Physical Architecture

Microsoft® Windows® 2000 Scripting Guide

An important aspect of managing Active Directory with ADSI scripts is understanding the two primary parts of Active Directory, the Active Directory store and the components (DLLs) that make the directory accessible. These two parts of Active Directory work together to provide the foundation of Windows 2000 Server family distributed networks.

The Active Directory store provides secure, searchable, hierarchical storage of objects contained in a network, including users, computers, printers, and applications. The objects in the Active Directory store contain identity and location information to describe network resources. The Active Directory store is contained in a file named the Windows NT® Directory Services Directory Information Tree, Ntds.dit.

The Active Directory components that make the information in the store accessible to users and applications are the:

  • Extensible Storage Engine.

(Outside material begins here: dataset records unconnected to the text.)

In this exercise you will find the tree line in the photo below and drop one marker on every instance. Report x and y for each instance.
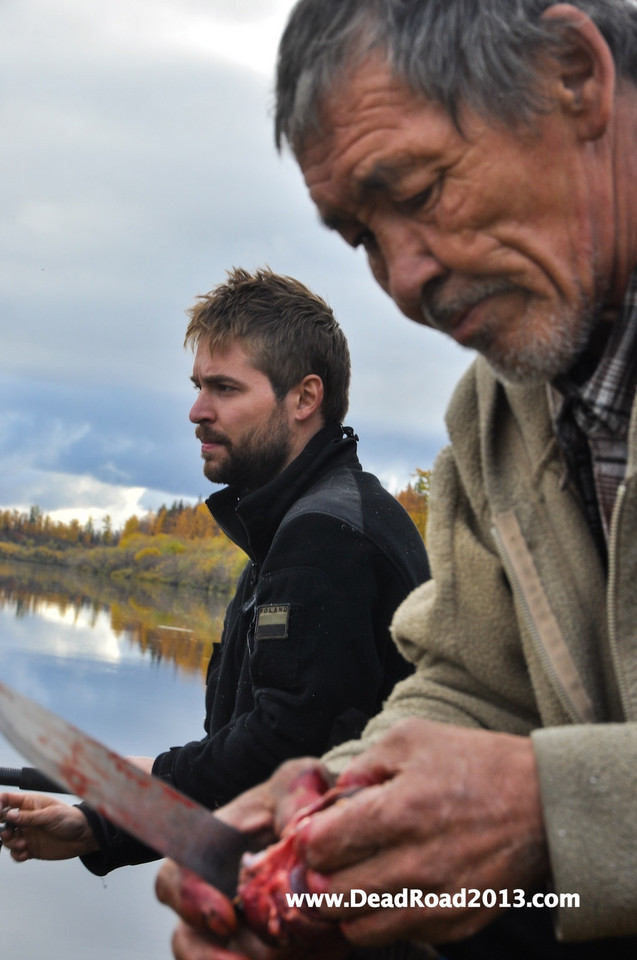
(176, 544)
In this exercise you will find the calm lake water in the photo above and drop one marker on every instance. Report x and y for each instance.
(128, 668)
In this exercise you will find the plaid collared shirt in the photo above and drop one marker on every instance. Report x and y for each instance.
(591, 418)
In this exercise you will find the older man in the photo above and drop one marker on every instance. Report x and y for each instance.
(484, 156)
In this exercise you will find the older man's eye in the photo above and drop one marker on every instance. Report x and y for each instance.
(424, 199)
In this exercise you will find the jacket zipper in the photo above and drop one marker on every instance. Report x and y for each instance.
(611, 606)
(529, 622)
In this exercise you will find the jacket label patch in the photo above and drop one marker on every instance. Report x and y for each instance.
(272, 622)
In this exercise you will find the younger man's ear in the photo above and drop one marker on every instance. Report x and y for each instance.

Writes and reads data from the Active Directory store (Ntds.dit). The Extensible Storage Engine (ESE) performs each write operation as a discrete transaction. ESE protects Ntds.dit by using Active Directory log files to provide transaction rollback and database recovery capabilities.

  • Database Layer. Provides an object-oriented, hierarchical view of the data contained in the Active Directory store.

  • Directory System Agent. ADSI providers and other interface components use the Directory System Agent (DSA) to establish a connection with the database layer and ultimately the Active Directory store. The DSA acts as a gatekeeper by ensuring that client operations on the objects in the Active Directory store comply with the rules that define each object. For example, the DSA will not allow script operations that attempt to write a value that is too long for a field or a script operation that does not specify all mandatory attributes of an object when it is created.

    The DSA is also integral to directory replication from one domain controller to another.

  • Lightweight Directory Access Protocol. The protocol layer to LDAP-compliant directory services such as Active Directory. LDAP is the language used by the client and the server to communicate with LDAP-compliant directories. The Active Directory store is compliant with both version 2 and version 3 of the LDAP protocol (LDAP v2 and LDAP v3). The LDAP layer component in Active Directory is LDAP v3.